A Software Tool for Rapid and Automated Preprocessing of Large-Scale Serum Metabolomic Data by Multisegment Injection-Capillary Electrophoresis-Mass Spectrometry

Anal Chem. 2024 Dec 27. doi: 10.1021/acs.analchem.4c03513. Online ahead of print.

Abstract

Mass spectrometry (MS)-based metabolomics often rely on separation techniques when analyzing complex biological specimens to improve method resolution, metabolome coverage, quantitative performance, and/or unknown identification. However, low sample throughput and complicated data preprocessing procedures remain major barriers to affordable metabolomic studies that are scalable to large populations. Herein, we introduce PeakMeister as a new software tool in the R statistical environment to enable standardized processing of serum metabolomic data acquired by multisegment injection-capillary electrophoresis-mass spectrometry (MSI-CE-MS), a high-throughput separation platform (<4 min/sample) which takes advantage of a serial injection format of 13 samples within a single analytical run. We performed a rigorous validation of PeakMeister by analyzing 47 cationic metabolites consistently measured in 5,000 serum and 420 quality control samples from the Brazilian National Survey on Child Nutrition (ENANI-2019) comprising a total of 224,983 metabolite peaks acquired in 40 days across three batches over an eight-month period.
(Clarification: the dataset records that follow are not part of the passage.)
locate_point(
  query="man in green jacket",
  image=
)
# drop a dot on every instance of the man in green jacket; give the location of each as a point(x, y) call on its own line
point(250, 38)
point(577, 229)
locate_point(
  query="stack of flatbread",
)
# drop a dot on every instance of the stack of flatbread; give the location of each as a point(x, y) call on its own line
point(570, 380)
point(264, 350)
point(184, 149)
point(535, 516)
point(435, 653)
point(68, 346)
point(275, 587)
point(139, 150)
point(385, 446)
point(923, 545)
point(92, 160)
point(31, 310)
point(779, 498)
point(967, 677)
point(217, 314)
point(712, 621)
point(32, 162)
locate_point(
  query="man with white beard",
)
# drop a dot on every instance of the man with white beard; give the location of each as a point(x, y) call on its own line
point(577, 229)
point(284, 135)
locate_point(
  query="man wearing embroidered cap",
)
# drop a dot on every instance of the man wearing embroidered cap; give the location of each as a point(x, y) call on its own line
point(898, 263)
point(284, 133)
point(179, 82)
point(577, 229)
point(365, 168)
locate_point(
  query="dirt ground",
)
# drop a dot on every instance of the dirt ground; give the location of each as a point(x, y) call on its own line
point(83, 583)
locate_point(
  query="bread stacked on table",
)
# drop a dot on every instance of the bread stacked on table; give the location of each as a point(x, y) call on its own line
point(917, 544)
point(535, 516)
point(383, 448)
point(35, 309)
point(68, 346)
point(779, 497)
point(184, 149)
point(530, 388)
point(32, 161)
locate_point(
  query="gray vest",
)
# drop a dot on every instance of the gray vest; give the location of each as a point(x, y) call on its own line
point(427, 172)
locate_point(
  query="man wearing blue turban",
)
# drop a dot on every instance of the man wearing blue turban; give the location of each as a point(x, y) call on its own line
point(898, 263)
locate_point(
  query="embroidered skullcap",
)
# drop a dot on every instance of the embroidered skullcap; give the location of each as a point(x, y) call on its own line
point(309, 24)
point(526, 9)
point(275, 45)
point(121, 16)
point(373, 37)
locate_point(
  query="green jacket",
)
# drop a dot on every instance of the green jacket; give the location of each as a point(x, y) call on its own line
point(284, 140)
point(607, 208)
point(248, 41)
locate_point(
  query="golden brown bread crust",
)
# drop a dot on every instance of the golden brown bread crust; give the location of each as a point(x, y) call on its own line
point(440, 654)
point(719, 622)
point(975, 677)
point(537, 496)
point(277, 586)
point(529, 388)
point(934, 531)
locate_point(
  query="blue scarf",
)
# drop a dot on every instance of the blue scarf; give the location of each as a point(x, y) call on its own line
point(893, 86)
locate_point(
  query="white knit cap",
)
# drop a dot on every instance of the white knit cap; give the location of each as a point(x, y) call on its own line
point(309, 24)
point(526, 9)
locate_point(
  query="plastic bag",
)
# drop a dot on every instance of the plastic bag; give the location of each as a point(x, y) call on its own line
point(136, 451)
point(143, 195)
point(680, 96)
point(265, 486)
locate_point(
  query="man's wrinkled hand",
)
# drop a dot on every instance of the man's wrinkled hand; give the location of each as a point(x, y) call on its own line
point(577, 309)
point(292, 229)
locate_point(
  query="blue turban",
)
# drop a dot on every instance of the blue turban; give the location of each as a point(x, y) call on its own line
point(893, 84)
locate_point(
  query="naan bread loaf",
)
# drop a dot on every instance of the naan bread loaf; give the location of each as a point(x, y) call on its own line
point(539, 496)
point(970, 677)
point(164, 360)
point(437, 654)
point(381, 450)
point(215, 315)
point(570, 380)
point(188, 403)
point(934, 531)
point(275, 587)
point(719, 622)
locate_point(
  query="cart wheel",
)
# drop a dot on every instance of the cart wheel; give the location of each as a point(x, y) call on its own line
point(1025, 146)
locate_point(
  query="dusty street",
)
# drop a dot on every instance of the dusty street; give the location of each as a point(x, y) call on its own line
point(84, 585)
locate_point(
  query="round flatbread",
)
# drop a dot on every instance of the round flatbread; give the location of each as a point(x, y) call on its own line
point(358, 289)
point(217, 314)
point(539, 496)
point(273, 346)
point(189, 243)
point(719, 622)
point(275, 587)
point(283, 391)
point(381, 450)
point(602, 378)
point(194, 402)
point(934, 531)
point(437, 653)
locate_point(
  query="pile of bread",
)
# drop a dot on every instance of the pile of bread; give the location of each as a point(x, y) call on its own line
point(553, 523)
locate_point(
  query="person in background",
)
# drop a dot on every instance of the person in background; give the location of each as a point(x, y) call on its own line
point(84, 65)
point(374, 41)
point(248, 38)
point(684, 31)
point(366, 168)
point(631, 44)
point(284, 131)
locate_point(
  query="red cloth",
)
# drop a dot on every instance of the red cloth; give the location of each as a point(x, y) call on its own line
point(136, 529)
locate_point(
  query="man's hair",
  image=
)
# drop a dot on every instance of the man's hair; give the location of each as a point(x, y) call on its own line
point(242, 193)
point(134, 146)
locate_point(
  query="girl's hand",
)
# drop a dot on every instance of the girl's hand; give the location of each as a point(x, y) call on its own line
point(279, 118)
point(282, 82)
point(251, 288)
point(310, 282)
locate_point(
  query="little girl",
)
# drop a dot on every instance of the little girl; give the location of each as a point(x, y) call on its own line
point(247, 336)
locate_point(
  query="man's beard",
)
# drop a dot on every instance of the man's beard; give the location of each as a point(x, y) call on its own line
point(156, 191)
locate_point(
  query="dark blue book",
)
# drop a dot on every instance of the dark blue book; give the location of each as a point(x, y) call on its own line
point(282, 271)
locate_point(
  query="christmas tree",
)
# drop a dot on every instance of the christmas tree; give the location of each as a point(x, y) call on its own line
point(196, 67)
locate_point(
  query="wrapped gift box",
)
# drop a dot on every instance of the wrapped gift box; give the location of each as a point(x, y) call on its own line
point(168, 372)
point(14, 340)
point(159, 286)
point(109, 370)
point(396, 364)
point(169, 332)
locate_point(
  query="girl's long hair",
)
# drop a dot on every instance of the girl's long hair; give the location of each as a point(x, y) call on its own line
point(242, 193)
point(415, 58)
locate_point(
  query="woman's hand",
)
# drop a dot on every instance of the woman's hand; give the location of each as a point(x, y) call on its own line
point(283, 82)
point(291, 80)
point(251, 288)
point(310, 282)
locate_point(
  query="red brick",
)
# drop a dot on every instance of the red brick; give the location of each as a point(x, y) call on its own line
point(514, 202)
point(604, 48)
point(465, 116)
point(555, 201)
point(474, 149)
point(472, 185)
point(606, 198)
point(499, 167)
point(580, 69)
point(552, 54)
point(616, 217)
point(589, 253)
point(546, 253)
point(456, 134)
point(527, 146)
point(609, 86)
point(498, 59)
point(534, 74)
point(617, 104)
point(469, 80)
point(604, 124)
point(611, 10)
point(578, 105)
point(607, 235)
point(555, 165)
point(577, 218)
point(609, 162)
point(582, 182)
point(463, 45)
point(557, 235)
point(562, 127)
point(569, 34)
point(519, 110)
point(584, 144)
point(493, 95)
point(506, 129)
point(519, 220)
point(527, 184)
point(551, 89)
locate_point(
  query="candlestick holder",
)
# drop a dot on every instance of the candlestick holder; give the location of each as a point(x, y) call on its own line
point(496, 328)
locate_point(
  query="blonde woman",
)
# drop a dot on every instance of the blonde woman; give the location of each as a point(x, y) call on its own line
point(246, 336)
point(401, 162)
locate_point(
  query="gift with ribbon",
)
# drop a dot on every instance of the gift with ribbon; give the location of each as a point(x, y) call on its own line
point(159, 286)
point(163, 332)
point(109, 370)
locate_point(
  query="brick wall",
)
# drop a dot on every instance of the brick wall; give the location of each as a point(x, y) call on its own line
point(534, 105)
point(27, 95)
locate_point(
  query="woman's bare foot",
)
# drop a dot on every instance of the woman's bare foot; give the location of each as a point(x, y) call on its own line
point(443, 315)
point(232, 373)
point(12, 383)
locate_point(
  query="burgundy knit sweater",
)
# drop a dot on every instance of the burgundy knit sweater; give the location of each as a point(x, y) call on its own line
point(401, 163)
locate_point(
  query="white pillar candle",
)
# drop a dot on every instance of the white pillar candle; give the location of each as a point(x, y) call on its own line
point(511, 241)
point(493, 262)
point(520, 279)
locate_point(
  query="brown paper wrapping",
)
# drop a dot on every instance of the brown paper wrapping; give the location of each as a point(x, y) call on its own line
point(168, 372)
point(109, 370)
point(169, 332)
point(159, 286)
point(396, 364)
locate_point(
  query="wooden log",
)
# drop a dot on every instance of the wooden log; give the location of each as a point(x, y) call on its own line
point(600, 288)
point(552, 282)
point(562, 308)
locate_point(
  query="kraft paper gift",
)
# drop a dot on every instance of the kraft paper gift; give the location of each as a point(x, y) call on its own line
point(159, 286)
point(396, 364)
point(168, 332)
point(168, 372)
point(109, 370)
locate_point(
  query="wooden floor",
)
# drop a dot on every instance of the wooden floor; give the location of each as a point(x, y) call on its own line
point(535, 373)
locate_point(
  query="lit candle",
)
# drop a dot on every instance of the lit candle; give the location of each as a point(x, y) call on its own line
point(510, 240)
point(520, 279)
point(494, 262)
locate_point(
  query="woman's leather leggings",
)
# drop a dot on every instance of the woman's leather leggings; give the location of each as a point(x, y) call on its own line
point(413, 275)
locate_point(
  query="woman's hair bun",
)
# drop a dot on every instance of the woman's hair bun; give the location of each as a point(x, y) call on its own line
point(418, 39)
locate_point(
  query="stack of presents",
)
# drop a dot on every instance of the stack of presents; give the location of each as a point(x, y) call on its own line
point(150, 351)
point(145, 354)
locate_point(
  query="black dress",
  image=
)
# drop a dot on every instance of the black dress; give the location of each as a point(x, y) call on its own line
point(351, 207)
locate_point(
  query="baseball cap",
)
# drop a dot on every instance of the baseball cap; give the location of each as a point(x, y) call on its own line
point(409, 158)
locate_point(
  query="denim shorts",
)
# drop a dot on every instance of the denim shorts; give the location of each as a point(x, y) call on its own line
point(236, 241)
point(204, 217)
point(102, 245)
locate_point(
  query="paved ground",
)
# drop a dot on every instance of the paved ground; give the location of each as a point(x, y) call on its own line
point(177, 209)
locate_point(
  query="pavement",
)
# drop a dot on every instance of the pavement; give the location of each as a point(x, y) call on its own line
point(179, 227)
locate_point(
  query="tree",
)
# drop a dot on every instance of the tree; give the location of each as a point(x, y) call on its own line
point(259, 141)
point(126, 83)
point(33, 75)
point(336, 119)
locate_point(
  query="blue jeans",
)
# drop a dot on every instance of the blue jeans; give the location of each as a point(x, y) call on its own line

A migration time index using a panel of 11 internal standards was introduced to correct for large variations in migration times, which allowed for reliable peak annotation, peak integration, and sample position assignment for serum metabolites having two flanking internal standards or a single comigrating stable-isotope internal standard. PeakMeister accelerated data preprocessing times by 30-fold compared to manual processing of MSI-CE-MS data by an experienced analyst using vendor software, while also achieving excellent peak annotation fidelity (median accuracy >99.9%), acceptable intermediate precision (median CV = 16.0%), consistent metabolite peak integration (mean bias = -2.1%), and good mutual agreement when quantifying 16 plasma metabolites from NIST SRM-1950 (mean bias = -1.3%). Reference ranges are also reported for 40 serum metabolites in a national nutritional survey of Brazilian children under 5 years of age from the ENANI-2019 study. MSI-CE-MS in conjunction with PeakMeister allows for rapid and automated processing of large-scale metabolomic studies that tolerate nonlinear migration time shifts without complicated dynamic time warping or effective mobility scale transformations.